Stanford

Hello, I’m Steven! I am a Stanford Computer Science graduate student, focusing on computer vision and performant systems. I completed my undergrad at UT Austin, under the Turing Scholars CS honors program. I will be graduating in 2019, and am looking forward to joining Aurora Innovation as a software engineer working on Machine Learning R&D.

I was fortunate to have Kristen Grauman as my research advisor at UT. Our work on visual attributes was published in CVPR 2018 (project page here). I am currently advised by Kayvon Fatahalian: our recent work on efficient video inference can be found here.

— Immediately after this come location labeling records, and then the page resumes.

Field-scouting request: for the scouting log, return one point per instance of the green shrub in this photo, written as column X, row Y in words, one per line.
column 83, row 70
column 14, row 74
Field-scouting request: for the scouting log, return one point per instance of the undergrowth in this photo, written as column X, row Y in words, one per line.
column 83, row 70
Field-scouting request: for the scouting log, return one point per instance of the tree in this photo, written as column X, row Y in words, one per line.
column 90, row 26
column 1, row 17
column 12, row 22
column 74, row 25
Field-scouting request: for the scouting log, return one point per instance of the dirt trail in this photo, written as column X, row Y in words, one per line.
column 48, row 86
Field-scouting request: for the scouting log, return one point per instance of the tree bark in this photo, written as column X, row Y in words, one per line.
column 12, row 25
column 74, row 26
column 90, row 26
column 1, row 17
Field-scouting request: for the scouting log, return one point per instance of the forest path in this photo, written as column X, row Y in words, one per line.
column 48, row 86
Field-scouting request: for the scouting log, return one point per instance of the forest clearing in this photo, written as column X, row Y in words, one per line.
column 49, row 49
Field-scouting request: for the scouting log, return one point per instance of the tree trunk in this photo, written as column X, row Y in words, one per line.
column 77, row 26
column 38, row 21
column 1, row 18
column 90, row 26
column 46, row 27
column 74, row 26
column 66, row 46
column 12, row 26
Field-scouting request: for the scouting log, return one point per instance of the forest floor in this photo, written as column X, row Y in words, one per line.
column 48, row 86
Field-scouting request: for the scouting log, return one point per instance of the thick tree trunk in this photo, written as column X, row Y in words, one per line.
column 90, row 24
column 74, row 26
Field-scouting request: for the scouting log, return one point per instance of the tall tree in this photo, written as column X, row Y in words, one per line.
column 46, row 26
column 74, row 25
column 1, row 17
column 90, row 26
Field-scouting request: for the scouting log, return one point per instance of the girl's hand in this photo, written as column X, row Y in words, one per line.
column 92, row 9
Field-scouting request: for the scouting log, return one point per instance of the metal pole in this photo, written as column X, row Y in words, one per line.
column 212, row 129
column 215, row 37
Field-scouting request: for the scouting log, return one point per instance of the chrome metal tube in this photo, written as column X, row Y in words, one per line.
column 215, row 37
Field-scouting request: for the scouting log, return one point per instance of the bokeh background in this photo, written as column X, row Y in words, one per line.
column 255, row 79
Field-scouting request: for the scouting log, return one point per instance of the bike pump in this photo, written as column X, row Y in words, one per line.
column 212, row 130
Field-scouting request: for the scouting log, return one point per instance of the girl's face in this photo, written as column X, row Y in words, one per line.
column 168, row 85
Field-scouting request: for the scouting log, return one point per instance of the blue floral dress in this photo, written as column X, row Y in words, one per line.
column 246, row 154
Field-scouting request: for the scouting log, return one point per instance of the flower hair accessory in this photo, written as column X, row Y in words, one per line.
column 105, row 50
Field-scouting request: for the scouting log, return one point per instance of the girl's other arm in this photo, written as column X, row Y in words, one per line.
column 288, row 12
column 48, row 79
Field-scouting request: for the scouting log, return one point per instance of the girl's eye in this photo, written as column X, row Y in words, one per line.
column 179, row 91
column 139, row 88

I have been fortunate to learn from many internships. Last summer, I worked at NVIDIA on autonomous vehicle neural networks and systems. Previously, I worked at Riot Games on machine learning recommendations for League of Legends, at Google on Google Photos MapReduce, and at RetailMeNot on ranking algorithms.

I am currently a teaching assistant for CS230 Deep Learning, taught by Kian Katanforoosh and Andrew Ng. I was a teaching assistant for CS102 Big Data taught by Dean Jennifer Widom, as well as CS161 Algorithms taught by Mary Wootters and Leonidas Guibas.

My resumé is here. If you know me personally, feel free to connect with me on LinkedIn.

In my free time, I like to read, dance, travel, and play strategy and team games. I enjoy thinking about architecture, and I like to keep up with the latest in the auto industry. I’m also an avid Google Local Guide reviewer, with over 2.5 million photo views on Google Maps, as well as the occasional amateur Wikipedia editor.